The strain of fighting wars on multiple fronts is hurting America’s military readiness, a report on the state of our armed forces shows.
With our soldiers serving multiple tours on an ever-increasing number of conflicts, the risk level remains at "significant" for the third straight year.
And the problem shows no signs of easing as President Barack Obama’s plan to withdraw troops from Iraq will take longer than originally hoped and an additional 17,000 troops are headed for the war in Afghanistan.
Strained by repeated war tours, persistent terrorist threats and instability around the globe, there is a significant risk the U.S. military may not be able to respond quickly and fully to new crises, a classified Pentagon assessment has concluded.
This is the third year that the risk level has been set at "significant" – despite improved security conditions in Iraq and plans to cut U.S. troop levels there. Senior military officials spoke about the report on condition of anonymity because it is a classified document.
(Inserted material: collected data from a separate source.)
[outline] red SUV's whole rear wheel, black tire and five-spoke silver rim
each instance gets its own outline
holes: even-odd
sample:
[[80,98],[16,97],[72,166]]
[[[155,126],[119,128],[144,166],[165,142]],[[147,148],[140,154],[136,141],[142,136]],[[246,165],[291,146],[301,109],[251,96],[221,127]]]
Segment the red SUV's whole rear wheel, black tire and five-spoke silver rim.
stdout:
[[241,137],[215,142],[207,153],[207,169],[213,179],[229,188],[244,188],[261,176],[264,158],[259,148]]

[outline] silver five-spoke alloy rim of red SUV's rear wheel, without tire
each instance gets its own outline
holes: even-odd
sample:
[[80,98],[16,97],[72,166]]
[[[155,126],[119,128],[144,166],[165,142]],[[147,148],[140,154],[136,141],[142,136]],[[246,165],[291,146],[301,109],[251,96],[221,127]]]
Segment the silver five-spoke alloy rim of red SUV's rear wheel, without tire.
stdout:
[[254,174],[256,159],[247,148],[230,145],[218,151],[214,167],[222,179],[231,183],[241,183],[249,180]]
The risk assessment, drawn up by Adm. Mike Mullen, chairman of the Joint Chiefs of Staff, paints a broad picture of the security threats and hot spots around the world and the U.S. military’s ability to deal with them. Mullen has delivered it to Defense Secretary Robert Gates. The assessment is prepared every year and routinely delivered to Congress with the budget,
Because the threat is rated as significant, Gates will send an accompanying report to Congress outlining what the military is doing to address the risks. That report has not yet been finished.